Wait, I am a liar. I hate meetings.
Contrary to popular belief, meetings can be valuable, but you need become a meeting superhero.
Before scheduling a meeting, first ask yourself “can I accomplish this without a meeting?” Brainstorm on this one, you could eliminate a lot of wasted time.
If you cannot find a way to escape holding a meeting, make an agenda, and send it to the participants well before the meeting. Most meeting invitations only contain a vague title and no explanation of the discussion. The agenda helps to keep everybody focused. By the way, every meeting, which I have been a part of, that had an agenda, has ended early. If you are invited to a meeting which does not have an agenda request one to be received ahead of the meeting.
Think about the people who need to be at the meeting. Make sure you only have the people who need to be there. Then get rid of one more. You need not waste people’s time unless they should be there.
How long should the meeting be? It is typical to schedule it for an hour (just because the software sets it that way). Decide on a length of time for the meeting and then reduce it by 15 minutes. You may not believe you can accomplish everything, but with deadlines you will always accomplish the important things.

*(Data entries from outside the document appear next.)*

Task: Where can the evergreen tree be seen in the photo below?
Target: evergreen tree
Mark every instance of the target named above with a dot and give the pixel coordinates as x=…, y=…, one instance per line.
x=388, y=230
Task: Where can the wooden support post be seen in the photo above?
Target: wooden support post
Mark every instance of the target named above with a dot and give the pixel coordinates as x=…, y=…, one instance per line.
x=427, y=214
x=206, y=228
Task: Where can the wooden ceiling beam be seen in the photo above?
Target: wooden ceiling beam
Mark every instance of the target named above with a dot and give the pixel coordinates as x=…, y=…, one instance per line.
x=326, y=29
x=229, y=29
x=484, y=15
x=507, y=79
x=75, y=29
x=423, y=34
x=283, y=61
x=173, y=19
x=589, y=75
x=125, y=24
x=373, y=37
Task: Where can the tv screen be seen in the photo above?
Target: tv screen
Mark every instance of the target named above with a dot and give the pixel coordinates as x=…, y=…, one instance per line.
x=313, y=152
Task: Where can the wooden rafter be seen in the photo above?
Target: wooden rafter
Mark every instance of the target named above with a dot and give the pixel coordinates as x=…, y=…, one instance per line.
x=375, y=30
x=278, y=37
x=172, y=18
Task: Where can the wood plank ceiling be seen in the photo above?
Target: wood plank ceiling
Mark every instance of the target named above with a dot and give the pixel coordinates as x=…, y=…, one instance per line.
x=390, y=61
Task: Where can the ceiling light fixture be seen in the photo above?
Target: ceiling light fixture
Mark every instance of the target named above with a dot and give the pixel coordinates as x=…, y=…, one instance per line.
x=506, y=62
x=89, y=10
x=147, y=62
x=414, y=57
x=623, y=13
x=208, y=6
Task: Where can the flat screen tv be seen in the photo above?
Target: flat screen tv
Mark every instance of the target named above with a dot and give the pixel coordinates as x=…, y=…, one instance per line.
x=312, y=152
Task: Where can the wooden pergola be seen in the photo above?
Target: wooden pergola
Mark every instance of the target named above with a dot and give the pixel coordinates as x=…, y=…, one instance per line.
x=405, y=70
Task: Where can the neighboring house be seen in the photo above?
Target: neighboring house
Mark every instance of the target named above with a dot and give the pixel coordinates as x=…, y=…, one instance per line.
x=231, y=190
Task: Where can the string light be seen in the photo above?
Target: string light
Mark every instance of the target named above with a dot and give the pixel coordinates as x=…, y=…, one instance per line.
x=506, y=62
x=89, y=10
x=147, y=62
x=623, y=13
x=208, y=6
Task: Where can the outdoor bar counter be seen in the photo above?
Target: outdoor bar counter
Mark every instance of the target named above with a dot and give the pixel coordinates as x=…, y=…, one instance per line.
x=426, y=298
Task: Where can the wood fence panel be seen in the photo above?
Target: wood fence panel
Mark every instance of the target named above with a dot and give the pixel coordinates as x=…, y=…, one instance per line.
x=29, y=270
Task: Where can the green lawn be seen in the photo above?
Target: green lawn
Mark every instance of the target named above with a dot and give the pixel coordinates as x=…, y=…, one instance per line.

If you want to be at a meeting all day start the meeting expecting the group to brainstorm a solution to a problem. It is tempting to give everybody the chance to develop a democratic solution. It usually does not work this way. There are too many different personalities, some are stronger than others, and everybody has an agenda (which could negative or positive).
When you need to brainstorm you should do this before the meeting. Come up with no more than 3 options with the basic pros and cons. Discuss this list at the meeting for everybody to make a decision.
Also, when working in a group you need to do one thing at a time. First you brain storm (if you have to in a meeting) and nothing else. Then you do the next step (i.e. catogorize, or eliminate, etc.). If you try to do too many steps the group will lose focus and the meeting will be unproductive.
One of the things I dreaded the most about my past days in corporate America were the constant meetings. Unnecessary, unproductive, incredibly wasteful meetings. Sometimes I think we meet just to meet. I suspect it makes some feel important. But as you stated here, it isn’t that meetings are inherently bad. They can provide tremendous value. It’s just that in most large companies, meetings are ran so poorly that they detract from what’s truly important.
From my experience many meetings are held so someone can avoid making a decision and try to get others to make it for them.